Rates market: Will hedging options evaporate?
Changes to the way banks run their rates desks will make it much harder for their clients – and the banks themselves – to manage through a turn in the interest rate cycle. How can investors protect themselves against a looming treasury sell-off?
"Some of the people who should be most worried about rising rates are credit investors," says Francesco Garzarelli, co-head of global macro and markets research at Goldman Sachs. "It’s all very well to say credit spreads could grind in 25bp to 50bp tighter in a strong economic recovery, but that’s not much use if rates blow out by 100bp."
The truth, of course, is that rising rates would affect all markets and all market participants – borrowers, investors, intermediaries – and few if any would emerge unscathed. The rates cash and derivatives markets are particularly ill-suited right now to help anyone hedge their potential losses.
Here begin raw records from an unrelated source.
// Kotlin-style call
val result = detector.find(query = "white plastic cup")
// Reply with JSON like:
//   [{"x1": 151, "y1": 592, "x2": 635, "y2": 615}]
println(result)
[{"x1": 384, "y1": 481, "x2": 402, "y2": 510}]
For a start, investors’ potential hedging strategies are few and limited. The whole market in aggregate has benefited from falling rates and in aggregate the market will lose when they rise again. The distribution of those losses is the only uncertainty. However, those hoping to be more nimble than the rest and avoid the worst by going short, selling out, buying protection in the derivatives markets or adjusting portfolios to shorten duration, face new difficulties. Liquidity is much reduced from the pre-crisis era and concentrated in fewer instruments, mainly in benchmark maturities in the cash markets.